Market

Curhat Sandi ke Budi Karya: Bagaimana Pariwisata Maju, Tiket Pesawat Mahal

Menteri Pariwisata dan Ekonomi Kreatif/Kepala Badan Pariwisata dan Ekonomi Kreatif (Menparekraf/Baparekraf) Sandiaga Salahuddin Uno sudah menyampaikan keluhan ke Menteri Perhubungan Budi Karya Sumadi, terkait mahalnya harga tiket pesawat.

“Dari kita sudah sampaikan ke Pak Menhub (Menteri Perhubungan Budi Karya Sumadi), jadi ini PR kita,” kata Sandiaga di sela peluncuran Wonderspace, sebuah ruang imersif yang menggunakan teknologi video mapping di Jakarta, Sabtu (1/6/2024).

Dia mengaku, sudah merasakan mahalnya harga tiket pesawat untuk penerbangan dalam negeri. Contohnya, ketika hendak terbang ke Medan dari Jakarta, harga tiketnya sangat mahal. Terpaksa, Sandiaga membeli tiket peawat yang terbang ke Singapura, lanjut Medan. “Ironis ya, saya juga ngalamin kemarin pergi ke Medan lewat Singapura dulu, lebih murah,” jelas Sandiaga.

Lebih lanjut, Sandiaga mengatakan meskipun harga tiket pesawat dalam kondisi yang mahal, tetapi jumlah kunjungan wisatawan di kuartal I-2024, masih bisa tercapai. Namun, ia tidak merinci lebih jauh jumlah kunjungan di kuartal pertama.

Sandiaga menyebutkan Kemenparekraf menargetkan pergerakan kunjungan wisatawan nusantara bisa mencapai 1,5 miliar.

Namun, Sandiaga mengungkapkan apabila harga tiket tidak turun utamanya untuk penerbangan dalam negeri khususnya ke tempat-tempat wisata, maka target pergerakan kunjungan wisatawan nusantara di tahun 2025 akan disesuaikan.

“Alhamdulillah per hari ini masih tercapai target kita untuk wisatawan nusantara (per semester pertama). Tapi, kalau terus ini harganya (tiket pesawat) tidak turun, maka target (kunjungan wisatawan nusantara) tahun depan kemungkinan harus disesuaikan,” imbuh Sandiaga.

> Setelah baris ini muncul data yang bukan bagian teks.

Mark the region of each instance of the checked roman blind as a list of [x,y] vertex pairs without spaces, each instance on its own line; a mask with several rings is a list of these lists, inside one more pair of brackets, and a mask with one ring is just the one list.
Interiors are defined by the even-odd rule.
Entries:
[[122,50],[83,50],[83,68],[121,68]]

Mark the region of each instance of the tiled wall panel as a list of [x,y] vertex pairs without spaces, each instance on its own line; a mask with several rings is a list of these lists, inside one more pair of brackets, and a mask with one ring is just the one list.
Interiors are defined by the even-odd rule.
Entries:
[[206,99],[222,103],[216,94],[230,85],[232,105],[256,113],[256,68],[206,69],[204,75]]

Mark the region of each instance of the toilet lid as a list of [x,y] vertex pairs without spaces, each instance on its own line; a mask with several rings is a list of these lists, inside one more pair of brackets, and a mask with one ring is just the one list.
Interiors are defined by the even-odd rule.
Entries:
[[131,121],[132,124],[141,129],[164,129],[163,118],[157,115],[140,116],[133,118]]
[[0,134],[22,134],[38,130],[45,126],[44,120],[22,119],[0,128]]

Sebelumnya, maskapai penerbangan seperti PT Garuda Indonesia yang justru berharap agar pemerintah melalui Kementerian Perhubungan (Kemenhub) dapat meninjau ulang tarif batas atas (TBA) tiket pesawat sejalan dengan perubahan kondisi eksternal lima tahun terakhir.

Direktur Utama Garuda Indonesia Irfan Setiaputra mengatakan nilai tukar atau kurs (exchange rate) serta harga avtur yang fluktuatif menjadi tantangan.

Dua komponen eksternal tersebut, kata dia, memiliki pengaruh yang besar terhadap biaya (cost).

“Oleh sebab itu, kita juga lagi diskusi sama Kemenhub untuk mohon juga di-review, dilihat TBA ini. Artinya jangan TBA selama lima tahun tidak naik. Ini exchange rate dibanding lima tahun lalu berapa, harga avtur dibandingkan lima tahun lalu berapa,” kata Irfan saat dijumpai wartawan di TMII, Jakarta, Minggu (12/5).

Apabila tarif batas atas tiket pesawat tidak kunjung berubah atau tidak naik sejak ditetapkan tahun 2019, Irfan khawatir semua maskapai akan menghadapi permasalahan yang serupa.

“Usulan kita lebih fleksibel terhadap kondisi eksternal. Exchange rate maupun harga avtur kan kita tidak bisa kontrol. Kita juga tidak bisa minta Pertamina untuk terus-terusan kasih diskon, bukan begitu caranya kan,” kata dia.